Meanwhile on Gables Stage, punters looking for something a little less sombre found the exuberant one-woman-band Mercedes Peon, who reset traditional songs from Galicia in northern Spain amongst electronic beats and what appeared to be a set of bagpipes. Sudanese soul man Sinkane kicked off the Brooklands Stage with his danceable, meandering grooves.

Back at the Bowl, Marlon Williams – the loveliest voice ever to come out of Lyttelton, if not the entire country – took the stage after sunset, with his crack band The Yarra Benders including great multi-instrumentalist Dave Khan.

It was a confident performance that reflected Williams’ recent time spent playing overseas; strong on dynamics and leaning towards dark and gothic themes. He started out quietly in a country vein, but by mid-set had built up to the Orbisonian melodrama of Billy Fury’s ‘Lost Without You’ and the snap and twang of newer, rockier originals like ‘I’m A Vampire Again’.

On the intimate Dell Stage, Malian artist Inna Modja opened her set with what might have been a traditional West African desert blues, but swiftly moved into the 21st century, adding samples, beats and projected images, resulting in an intense electronic-blues fusion. As her last beats died away, the Bowl lit up again for the weekend’s only performance by The Specials.

Formed in Britain the late '70s against a background of racial tension, unemployment and Thatcherism, the original group made only two albums and a handful of singles, which (other than a brief detour into Bob Marley’s ‘Redemption Song’) provided the entire repertoire for tonight’s show.

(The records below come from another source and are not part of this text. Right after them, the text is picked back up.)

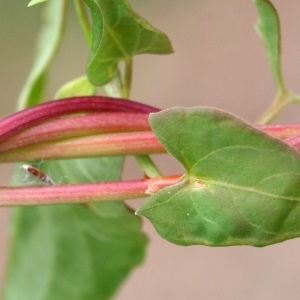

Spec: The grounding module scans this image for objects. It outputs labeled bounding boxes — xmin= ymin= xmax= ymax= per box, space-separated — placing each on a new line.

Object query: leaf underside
xmin=5 ymin=157 xmax=147 ymax=300
xmin=85 ymin=0 xmax=173 ymax=86
xmin=137 ymin=107 xmax=300 ymax=247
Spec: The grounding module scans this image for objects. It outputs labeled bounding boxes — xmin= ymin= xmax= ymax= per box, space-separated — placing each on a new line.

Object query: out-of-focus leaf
xmin=55 ymin=76 xmax=97 ymax=99
xmin=254 ymin=0 xmax=285 ymax=91
xmin=138 ymin=108 xmax=300 ymax=246
xmin=17 ymin=0 xmax=67 ymax=110
xmin=27 ymin=0 xmax=48 ymax=7
xmin=5 ymin=74 xmax=147 ymax=300
xmin=85 ymin=0 xmax=173 ymax=86
xmin=5 ymin=157 xmax=147 ymax=300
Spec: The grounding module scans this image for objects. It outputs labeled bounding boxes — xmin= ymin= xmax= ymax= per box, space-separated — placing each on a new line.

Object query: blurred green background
xmin=0 ymin=0 xmax=300 ymax=300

They just proved what a small but perfectly formed body of work that is.

There’s a paradox at the heart of The Specials’ music: though it draws heavily on the bright, energetic rhythms of ska, its message is frequently dark, bordering on paranoid. The brilliant opener ‘Ghost Town’ – which marked the end of the original group’s career – set the tone. (Pointedly, nothing was played from the group’s later incarnation as Special AKA, led by their estranged founder Jerry Dammers.)

Though just three members remain from the classic lineup, these are crucial ones: singer Terry Hall, singer-guitarist Lynval Golding, and bassist Horace Panter. Golding – in traditional two-tone hat and suit - was ebullient and upbeat. Hall was an intense, brooding presence with his mocking asides. (“Call security – there’s a duck in the water without a wristband.”)

Augmented by strings and horns, Panter and newly recruited drummer Gary Powell drove the old songs hard, while Hall and Golding proved that their ironic commentaries on class, racism and the status quo are, in an age of Brexit and Trump, as relevant as ever.